Over Christmas lunch, Sally mentioned Amanda Heron. It hadn’t occurred to me that she would show up on the ancestry website. In the beginning, I denied all knowledge of her, but Mark was so suspicious, I lied and said I’d had some short affairs. They showed me the website. There she was, the baby I had delivered, ‘50% DNA shared’. I told them I didn’t want to know. My initials that were connected to her on the website were PG. That, at least, was some comfort. If anybody went looking, my initials in New Zealand were SA. Mark and Sally had provided no other information, not even their birthdates.
But I had underestimated those amateur podcasters. On 12th January, an email landed in my inbox.
Dear Mr Armstrong
I apologize for bothering you again. By process of elimination, we believe you are the son of Conor Geary, also known as James Armstrong.
Some information has recently come to light which has made us focus more particularly on your father. It has not been possible to find a birth certificate for him in this country, nor is there any record of a James Armstrong studying dentistry in Ireland in the years he might have qualified. We believe the certificate he had was a forgery.

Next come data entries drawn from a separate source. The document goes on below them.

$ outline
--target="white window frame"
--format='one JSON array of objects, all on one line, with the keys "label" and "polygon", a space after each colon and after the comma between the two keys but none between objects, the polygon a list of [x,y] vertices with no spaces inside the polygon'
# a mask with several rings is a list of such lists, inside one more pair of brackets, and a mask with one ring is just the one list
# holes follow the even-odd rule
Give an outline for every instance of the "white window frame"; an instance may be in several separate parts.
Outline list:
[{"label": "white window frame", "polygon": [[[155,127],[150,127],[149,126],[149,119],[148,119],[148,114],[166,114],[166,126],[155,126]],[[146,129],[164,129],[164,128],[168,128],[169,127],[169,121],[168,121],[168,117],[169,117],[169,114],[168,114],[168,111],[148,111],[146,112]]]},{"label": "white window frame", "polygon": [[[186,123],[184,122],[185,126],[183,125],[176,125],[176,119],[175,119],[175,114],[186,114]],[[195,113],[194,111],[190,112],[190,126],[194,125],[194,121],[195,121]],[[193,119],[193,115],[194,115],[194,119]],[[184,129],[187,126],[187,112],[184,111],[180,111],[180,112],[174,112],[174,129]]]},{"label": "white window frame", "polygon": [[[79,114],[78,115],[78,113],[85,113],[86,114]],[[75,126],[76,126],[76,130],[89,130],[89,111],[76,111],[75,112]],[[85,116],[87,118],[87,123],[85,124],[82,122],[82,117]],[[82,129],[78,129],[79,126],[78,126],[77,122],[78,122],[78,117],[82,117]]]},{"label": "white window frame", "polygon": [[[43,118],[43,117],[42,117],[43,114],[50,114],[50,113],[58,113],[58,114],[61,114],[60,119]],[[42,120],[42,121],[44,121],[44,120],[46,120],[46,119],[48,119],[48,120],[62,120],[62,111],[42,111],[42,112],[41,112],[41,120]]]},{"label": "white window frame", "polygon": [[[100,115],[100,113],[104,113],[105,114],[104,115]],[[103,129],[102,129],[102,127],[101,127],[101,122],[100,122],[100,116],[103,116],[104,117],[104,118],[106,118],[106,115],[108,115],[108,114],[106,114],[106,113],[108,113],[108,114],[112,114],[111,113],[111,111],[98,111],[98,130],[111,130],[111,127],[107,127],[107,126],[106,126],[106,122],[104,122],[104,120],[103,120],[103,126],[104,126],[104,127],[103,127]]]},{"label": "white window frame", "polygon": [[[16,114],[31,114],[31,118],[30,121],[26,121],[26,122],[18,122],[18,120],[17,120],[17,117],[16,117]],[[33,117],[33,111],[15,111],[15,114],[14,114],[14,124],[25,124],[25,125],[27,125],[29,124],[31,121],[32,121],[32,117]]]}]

We heard from a retired cop who met James Armstrong when he accompanied a woman to the police station to report the disappearance of her teenage nephew, Rangi Parata. Parata drowned in a lake a few miles from your home in Rotorua. I believe you lived next door to Parata? The circumstances of his death were not deemed suspicious at the time, but in the light of recent events, we wonder if your father might be connected not just to the abduction of a girl in Ireland, but also to the drowning of Rangi Parata and potentially to the disappearance of Linda Weston.
There is something else. As you know, this podcast story was originally all about the disappearance of Linda Weston in 1983 and Amanda Heron’s quest to find out what happened to her mother. Just in the last few weeks, Amanda’s birth father has appeared on an ancestry website. We know nothing about him but for his initials – PG – and the fact that his DNA shows him to be 98 per cent of Irish descent.